At some point the cement truck will stop spinning.
Sue’s Thoughts
Has the Coronavirus kept you home more often than you’d prefer? Are you serving more home-cooked meals instead of dining out? Is your savings account growing due to little travel and vacations on hold? If you answered yes, you might consider passing on your excess cash to those lucky people on your holiday gift list this coming December. However, before you make someone extremely happy with a big fat check, think about Uncle Sam’s portion of the present: the gift tax.
I just made a gift. Do I have to file a gift tax return?

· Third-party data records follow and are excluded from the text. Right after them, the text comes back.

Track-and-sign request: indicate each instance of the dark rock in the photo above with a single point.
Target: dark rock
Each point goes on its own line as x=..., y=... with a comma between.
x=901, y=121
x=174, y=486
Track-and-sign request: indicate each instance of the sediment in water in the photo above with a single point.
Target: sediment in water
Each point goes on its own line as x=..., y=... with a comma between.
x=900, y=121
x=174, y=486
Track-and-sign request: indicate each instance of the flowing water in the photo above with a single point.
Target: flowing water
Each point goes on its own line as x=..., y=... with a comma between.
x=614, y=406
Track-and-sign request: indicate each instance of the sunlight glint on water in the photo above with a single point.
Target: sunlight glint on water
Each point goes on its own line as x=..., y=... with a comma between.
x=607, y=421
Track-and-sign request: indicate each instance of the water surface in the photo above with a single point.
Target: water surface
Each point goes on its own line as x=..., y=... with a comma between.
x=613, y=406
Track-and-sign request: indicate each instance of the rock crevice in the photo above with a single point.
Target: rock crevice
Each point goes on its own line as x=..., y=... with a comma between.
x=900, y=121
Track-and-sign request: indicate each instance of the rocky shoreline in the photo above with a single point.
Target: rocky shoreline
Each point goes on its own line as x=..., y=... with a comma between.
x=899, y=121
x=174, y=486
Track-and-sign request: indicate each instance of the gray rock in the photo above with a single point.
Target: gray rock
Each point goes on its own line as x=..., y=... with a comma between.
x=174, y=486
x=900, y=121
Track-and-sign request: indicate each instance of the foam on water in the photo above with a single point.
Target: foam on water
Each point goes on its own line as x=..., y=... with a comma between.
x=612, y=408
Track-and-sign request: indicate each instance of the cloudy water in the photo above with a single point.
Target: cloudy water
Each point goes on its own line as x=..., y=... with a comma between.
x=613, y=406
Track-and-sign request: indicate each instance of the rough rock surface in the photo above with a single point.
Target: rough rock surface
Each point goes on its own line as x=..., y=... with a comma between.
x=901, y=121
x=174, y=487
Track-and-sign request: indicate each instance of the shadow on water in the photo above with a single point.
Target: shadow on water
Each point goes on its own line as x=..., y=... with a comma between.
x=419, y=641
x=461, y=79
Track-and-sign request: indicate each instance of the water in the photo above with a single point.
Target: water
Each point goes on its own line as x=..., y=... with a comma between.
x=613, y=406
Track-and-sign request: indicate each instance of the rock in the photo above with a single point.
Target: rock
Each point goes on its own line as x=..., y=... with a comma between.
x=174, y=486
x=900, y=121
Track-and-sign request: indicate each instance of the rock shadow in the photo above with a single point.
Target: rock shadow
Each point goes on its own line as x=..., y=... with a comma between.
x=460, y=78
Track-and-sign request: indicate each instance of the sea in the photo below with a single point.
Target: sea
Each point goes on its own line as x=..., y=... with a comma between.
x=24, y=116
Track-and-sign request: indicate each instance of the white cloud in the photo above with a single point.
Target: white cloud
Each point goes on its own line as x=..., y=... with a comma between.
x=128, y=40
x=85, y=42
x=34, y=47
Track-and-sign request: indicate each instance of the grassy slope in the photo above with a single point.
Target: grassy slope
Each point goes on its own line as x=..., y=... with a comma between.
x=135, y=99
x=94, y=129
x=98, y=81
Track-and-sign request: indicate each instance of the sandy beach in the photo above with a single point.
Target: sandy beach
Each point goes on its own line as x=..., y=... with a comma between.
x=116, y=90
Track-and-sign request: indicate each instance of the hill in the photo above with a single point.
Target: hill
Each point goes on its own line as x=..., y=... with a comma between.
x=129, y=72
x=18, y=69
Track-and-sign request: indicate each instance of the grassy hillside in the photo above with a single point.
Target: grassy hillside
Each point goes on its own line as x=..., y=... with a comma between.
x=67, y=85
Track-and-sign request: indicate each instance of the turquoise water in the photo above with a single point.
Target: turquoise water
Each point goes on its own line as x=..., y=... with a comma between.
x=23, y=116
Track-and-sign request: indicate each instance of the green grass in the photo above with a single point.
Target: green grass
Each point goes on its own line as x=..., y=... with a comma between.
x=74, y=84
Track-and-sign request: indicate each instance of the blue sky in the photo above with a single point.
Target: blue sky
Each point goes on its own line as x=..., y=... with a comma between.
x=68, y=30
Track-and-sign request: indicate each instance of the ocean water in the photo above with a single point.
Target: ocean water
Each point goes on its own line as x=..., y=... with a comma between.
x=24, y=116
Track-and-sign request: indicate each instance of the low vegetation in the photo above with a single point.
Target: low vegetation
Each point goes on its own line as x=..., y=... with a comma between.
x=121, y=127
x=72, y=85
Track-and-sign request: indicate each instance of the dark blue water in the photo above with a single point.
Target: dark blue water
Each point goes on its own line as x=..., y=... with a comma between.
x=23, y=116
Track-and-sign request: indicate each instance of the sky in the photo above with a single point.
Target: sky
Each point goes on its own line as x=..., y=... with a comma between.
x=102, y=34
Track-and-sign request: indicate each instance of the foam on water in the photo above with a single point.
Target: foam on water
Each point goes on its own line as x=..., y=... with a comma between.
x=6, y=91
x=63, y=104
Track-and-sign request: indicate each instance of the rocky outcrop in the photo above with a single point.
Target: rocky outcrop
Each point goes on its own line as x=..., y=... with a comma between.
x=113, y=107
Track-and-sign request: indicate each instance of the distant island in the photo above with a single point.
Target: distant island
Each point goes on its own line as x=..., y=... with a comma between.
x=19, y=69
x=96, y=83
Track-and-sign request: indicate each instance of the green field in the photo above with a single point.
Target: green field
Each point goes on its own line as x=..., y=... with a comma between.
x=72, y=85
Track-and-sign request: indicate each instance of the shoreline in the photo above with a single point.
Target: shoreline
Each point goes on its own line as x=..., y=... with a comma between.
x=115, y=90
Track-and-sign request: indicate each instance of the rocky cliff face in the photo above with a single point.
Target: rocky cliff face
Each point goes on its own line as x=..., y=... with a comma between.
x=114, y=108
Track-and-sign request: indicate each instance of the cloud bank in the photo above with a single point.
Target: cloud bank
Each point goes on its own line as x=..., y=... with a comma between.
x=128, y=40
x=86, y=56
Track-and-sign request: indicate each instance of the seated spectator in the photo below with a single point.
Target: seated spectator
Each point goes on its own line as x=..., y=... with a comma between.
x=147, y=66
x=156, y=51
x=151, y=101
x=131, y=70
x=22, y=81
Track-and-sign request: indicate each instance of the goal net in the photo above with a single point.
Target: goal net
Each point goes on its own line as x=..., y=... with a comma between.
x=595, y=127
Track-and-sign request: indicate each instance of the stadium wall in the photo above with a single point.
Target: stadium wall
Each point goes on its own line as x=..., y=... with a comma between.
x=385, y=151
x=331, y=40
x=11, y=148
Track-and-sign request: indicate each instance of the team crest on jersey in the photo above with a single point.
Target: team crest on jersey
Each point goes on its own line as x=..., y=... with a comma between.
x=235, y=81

A federal gift tax return must be filed if any gifts you made during the calendar year were other than:
- Gifts to your US citizen spouse
- Gifts to a political organization for its own use
- Gifts to qualified charities, if no other interest has been transferred for less than adequate consideration or for other than a charitable use
- Gifts totaling $15,000 (in 2019 and 2020) or less to any one individual, unless you and your spouse are “gift-splitting”
- Amounts paid on behalf of any individual as tuition to an educational organization or to any person who provides medical care for an individual
However, you may want to file a gift tax return in certain circumstances even if the rules do not require it. For example, you should consider filing whenever you sell hard-to-value assets, such as real estate or stock in a family business, to a relative. This is because the IRS can claim that transactions between family members were actually gifts in disguise. Disclosing such transactions on a gift tax return means that the IRS has only three years to challenge the value.
If you file a federal gift tax return, you must use Form 709 and file by April 15 of the year following the year in which the gift was made.
The federal gift tax rules are complex. If you believe you have made gifts that might be subject to gift tax, you should consult an experienced tax specialist. Check with your state about its own rules regarding gifts, too.